Augmenting design processes

This service designer has had success in generating first drafts of customer journey maps and service blueprints, rapidly speeding up this process. The key things you need to do this successfully is to explain the swimlanes you need and then provide it with access to the complete collection of raw notes that you’ve gathered as part of your design research. As a first draft it can be very effective, however, you’ll need to make sure you check for hallucinations. It’s recommended as the designer (not the AI), to fill in the sentiment at each stage, as well as adjust the pain points or opportunities to preserve some human nuance.

Storytelling

This is where GenAI chatbots can really excel, and one example where this has been used very effectively was to generate a storyboard narrative for a complex multi-week process, where we wanted to communicate what the future experience would be like. The chatbot ingested rough notes on the future state process and was able to easily create a digestible storyboard split into 8 chapters, which helped to simplify what the process meant for them. It was also able to create personalised storyboards for each role within the process – meaning whether you’re customer service or the customer, you understood exactly what the future state could mean for you.
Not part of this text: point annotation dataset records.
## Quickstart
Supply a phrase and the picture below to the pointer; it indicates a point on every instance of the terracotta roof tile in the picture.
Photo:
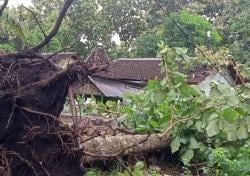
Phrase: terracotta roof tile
(97, 58)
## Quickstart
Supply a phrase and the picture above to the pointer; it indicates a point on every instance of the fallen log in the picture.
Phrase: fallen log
(103, 139)
(33, 141)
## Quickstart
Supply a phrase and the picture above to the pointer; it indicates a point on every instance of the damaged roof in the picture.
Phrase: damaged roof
(97, 58)
(111, 88)
(142, 69)
(56, 58)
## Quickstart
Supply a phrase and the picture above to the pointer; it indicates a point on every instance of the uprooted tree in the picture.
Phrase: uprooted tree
(32, 94)
(33, 141)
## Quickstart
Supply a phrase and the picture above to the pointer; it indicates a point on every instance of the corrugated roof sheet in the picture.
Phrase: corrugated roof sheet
(133, 69)
(113, 88)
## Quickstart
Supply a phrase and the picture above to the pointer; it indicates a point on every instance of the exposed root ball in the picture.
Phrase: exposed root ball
(32, 139)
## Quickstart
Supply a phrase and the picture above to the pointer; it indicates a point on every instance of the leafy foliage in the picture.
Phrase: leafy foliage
(227, 162)
(137, 170)
(199, 123)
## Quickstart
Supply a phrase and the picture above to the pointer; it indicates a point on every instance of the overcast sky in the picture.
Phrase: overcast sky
(19, 2)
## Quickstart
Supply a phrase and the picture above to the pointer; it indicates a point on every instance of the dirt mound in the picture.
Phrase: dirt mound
(32, 139)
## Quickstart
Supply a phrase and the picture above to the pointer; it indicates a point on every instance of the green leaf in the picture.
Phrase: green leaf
(242, 133)
(175, 144)
(187, 156)
(213, 128)
(230, 115)
(139, 165)
(193, 143)
(231, 132)
(153, 123)
(181, 51)
(198, 126)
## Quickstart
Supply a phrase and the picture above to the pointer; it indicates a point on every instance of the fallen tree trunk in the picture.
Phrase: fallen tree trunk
(109, 147)
(32, 139)
(103, 139)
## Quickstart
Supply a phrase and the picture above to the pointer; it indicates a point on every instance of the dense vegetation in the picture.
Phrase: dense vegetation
(213, 130)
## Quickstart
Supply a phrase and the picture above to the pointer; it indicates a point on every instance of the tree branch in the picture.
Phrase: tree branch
(55, 29)
(34, 16)
(5, 3)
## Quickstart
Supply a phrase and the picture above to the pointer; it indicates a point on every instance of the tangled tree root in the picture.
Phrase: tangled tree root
(32, 139)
Continual and rapid adaptation

AI technology has developed rapidly since ChatGPT made headlines two years ago. With advancements like enhanced reasoning models and integration into various AI Agents, AI is no longer a stand-alone product but is becoming a part of our favourite design and non-design programs.

To succeed as a designer in this rapidly evolving landscape, it is crucial to adapt your toolset, skillsets and mindsets. You can always reflect and continue to evolve by asking yourself these questions:

Toolset:

Ask yourself…

  • How can I understand data/technology underpinning the program I’m using?
  • Why I’m getting the result or output I’m receiving with GenAI?
  • Am I utilising the full capability of what is available to me?

Mindset:

  • Nurture curiosity, be experimental, and take an iterative approach to learning.

Skillset:

  • Identify gaps across your design skills. Seek feedback from peers, mentors or external research to validate your self-assessment – then explore how AI can help you to upskill with this.
  • Identify complimentary skills you can use AI to help you upskill in.
  • Through either external research or internal networks, find out how designers are using AI at your organisation.